Apparently accompanying the lack of a syllabus, is the lack of a final exam. To be fair, not a single one of my classes did have a final “exam”, however the rest did have some sort of final project worth a third of the grade or so. I like that… tests are easy. Do half the homework that comes at you during a semester then ace the exam and walk with a passing grade. That was the plan.
The end of week 14, and for starters I’m still attending regularly- that’s a plus. Also, I’ve been thinking a lot about the classes I want to take next semester, though I am thinking of changing it completely from what I had planned. Or, maybe not.
Currently on the agenda are five online classes, each in the 7 week, half-semester format. I would start the semester with two classes, and the end the second half with three. Workload-wise, I’d be fine I think. However, it has been really nice getting out of the house to go to school in person- it’s nice seeing and interacting with other people. Of course, driving out to the college and back through January, February, and March does not sound like fun. Then again, I would think the County might keep that well traveled path well plowed.

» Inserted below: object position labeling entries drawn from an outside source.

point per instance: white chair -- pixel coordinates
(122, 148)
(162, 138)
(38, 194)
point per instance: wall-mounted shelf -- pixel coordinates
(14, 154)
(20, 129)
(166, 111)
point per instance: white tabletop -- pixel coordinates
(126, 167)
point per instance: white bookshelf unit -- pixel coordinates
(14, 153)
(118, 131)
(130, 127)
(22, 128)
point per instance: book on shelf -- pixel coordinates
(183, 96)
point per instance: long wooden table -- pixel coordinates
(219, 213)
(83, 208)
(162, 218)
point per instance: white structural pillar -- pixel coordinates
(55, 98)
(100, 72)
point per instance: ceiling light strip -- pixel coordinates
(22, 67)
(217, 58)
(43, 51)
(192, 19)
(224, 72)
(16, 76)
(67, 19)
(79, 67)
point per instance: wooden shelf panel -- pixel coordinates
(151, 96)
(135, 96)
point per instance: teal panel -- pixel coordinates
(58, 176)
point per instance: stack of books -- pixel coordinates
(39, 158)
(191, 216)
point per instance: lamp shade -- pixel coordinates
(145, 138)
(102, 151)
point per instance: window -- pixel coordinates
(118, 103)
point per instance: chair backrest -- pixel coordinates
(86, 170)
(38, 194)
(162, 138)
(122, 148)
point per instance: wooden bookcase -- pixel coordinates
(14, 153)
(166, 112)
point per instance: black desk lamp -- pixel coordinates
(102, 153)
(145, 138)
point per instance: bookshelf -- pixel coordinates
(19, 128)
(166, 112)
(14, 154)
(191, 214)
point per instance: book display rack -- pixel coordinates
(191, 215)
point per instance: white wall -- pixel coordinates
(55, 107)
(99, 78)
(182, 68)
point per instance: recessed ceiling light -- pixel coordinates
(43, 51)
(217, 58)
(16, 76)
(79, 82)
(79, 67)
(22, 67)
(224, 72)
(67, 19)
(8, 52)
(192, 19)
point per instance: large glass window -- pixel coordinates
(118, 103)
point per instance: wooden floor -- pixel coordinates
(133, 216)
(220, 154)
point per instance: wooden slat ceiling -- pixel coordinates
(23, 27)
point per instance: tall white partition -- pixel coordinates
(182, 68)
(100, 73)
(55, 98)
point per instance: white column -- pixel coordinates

Part of me- a large part- wants to sit back, smug and self-justified in my actions to delay most work in the PSY class. Yesterday, I created a plan. Whether I follow it is another matter, yet I discovered a few things. All together, there were 10 group discussions (one post, two replies,) 10 labs (usually an hour or two assignment, plus writing time,) 6 module reflections, 6 miscellaneous assignments, and 6 quizzes. Another score for a presentation and there were a total of 39 assignments for the 15 week course.
2.6 per week on average. I really wonder what could have been learned had the lectures lined up with the material. Unfortunately, we got 5+ assignments per week for the first month. Then watched movies for three weeks, and now that we’ve gotten to the one module the teacher is “good at”, we’ve repeated it for the last three weeks.
Perhaps I’m wrong… There is a whole book about psychology… maybe it’s only important that we can clinically distinguish anxiety, ocd, depression, ptsd, bulimia, and anorexia. Also, well instilled as the perferred research method, Google. Never once “turn to page 217 in the book”. Nope, no references to the text at all..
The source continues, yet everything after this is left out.